It is important for to keep your company’s name consistently in front of the public, particularly in a competitive business environment.
It can be helpful to be innovative in your marketing and promotional techniques, but where do you draw the line? In a recent case, the Tax Court upheld more than $160,000 in deductions over two tax years that the owner of a construction firm claimed for sponsoring his son’s motocross racing activities. (Evans, TC Memo 2014-237)
Background
Half a century ago it may have been enough to do quality work and rely solely on word of mouth to be successful. But in an era of strong competition you must pursue various advertising and promotional activities for your business to thrive.
These can range from basics techniques such as handing out business cards, to more aggressive methods such as television and radio ads and taking advantage of the quickly growing opportunities on social media websites.
And that costs money. Businesses may deduct these costs and the IRS treats them as a regular part of doing business. The tax deductions help defray the overall cost of ads and promotions that can lead to future growth.
Generally, the deducted expenses must be ordinary and necessary. In other words, they must have a clear connection to the business and its ability to reach customers, manage its brand or provide information about products or services.

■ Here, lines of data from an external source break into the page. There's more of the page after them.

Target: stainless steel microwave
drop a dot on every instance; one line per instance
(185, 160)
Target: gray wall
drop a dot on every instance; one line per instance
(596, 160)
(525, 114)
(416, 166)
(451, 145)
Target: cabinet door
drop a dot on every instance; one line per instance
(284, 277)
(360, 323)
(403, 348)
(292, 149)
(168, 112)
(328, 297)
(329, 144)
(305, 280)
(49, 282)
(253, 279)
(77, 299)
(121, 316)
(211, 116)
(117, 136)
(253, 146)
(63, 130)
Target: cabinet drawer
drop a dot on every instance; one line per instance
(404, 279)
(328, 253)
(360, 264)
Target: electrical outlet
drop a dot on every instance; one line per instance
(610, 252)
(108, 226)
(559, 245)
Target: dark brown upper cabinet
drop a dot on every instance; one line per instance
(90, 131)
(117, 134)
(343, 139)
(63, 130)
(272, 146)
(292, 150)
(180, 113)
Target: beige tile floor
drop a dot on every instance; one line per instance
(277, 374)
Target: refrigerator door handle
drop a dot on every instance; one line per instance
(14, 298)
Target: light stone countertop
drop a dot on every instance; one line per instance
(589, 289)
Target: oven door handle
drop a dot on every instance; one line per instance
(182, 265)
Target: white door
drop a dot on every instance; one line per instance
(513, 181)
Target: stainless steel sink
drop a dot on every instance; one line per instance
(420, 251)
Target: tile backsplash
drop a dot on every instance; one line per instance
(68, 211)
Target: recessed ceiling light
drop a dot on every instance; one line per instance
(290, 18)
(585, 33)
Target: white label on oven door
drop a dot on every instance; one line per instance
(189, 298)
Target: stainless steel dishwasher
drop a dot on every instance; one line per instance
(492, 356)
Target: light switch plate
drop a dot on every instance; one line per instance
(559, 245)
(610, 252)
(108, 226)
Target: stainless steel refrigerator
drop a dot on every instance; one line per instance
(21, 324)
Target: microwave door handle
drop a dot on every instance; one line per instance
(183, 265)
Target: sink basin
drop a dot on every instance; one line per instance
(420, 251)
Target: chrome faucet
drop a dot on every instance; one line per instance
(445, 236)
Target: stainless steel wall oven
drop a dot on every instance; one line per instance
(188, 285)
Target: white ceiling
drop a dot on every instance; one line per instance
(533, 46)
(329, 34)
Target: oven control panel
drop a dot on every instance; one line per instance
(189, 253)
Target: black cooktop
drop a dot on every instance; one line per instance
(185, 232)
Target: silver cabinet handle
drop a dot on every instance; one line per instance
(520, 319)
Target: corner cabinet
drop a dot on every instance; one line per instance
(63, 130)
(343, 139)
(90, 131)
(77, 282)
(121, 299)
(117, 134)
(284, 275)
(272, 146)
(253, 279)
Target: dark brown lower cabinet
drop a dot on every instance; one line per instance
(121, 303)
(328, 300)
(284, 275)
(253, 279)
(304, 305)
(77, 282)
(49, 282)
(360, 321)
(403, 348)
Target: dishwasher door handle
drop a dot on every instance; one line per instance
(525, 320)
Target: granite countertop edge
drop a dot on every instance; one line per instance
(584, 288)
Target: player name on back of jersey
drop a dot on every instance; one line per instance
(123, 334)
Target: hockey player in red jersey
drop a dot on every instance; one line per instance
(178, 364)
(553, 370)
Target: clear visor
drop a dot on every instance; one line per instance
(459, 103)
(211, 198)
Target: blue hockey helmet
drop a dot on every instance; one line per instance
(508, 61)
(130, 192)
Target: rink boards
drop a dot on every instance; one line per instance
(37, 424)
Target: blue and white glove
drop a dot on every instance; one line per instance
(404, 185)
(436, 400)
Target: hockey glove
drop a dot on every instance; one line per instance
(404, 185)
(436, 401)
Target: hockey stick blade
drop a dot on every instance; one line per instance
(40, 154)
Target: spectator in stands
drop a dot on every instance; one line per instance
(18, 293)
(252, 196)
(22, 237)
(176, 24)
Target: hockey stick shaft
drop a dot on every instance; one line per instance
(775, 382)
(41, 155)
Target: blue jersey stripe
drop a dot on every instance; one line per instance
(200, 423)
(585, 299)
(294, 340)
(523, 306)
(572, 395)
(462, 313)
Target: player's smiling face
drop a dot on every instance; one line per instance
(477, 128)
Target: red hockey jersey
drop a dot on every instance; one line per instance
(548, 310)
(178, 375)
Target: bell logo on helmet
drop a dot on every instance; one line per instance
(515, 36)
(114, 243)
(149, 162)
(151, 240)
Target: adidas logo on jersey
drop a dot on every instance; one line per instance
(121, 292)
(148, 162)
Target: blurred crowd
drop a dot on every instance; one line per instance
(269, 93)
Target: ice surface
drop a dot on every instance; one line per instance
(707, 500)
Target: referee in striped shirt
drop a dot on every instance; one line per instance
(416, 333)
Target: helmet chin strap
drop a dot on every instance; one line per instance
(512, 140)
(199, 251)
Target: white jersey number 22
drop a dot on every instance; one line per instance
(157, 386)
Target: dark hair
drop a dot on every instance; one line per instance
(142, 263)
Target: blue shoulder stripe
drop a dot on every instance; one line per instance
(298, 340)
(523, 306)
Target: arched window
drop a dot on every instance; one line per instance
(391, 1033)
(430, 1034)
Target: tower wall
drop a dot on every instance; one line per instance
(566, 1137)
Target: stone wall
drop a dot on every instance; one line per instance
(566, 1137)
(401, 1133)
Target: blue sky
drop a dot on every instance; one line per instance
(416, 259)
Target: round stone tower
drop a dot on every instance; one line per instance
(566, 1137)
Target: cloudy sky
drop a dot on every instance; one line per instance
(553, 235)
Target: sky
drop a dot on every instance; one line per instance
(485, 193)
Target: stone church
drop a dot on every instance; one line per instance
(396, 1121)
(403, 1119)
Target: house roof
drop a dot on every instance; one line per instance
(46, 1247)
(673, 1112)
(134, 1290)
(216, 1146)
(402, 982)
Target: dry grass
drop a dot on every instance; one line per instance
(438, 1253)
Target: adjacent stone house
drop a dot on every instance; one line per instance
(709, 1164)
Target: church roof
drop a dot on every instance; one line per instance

Typically, deductible expenses may include the costs of:
- Signs and other outdoor advertising;
- Fees for radio, TV and online marketing;
- Services of advertising agencies or marketing firms;
- Copyrighting ads, logos and marketing slogans;
- Printed materials such as business cards with company logos, brochures and reports;
- Special events for customers; and
- Sponsorships of athletic teams and other activities that result in public recognition.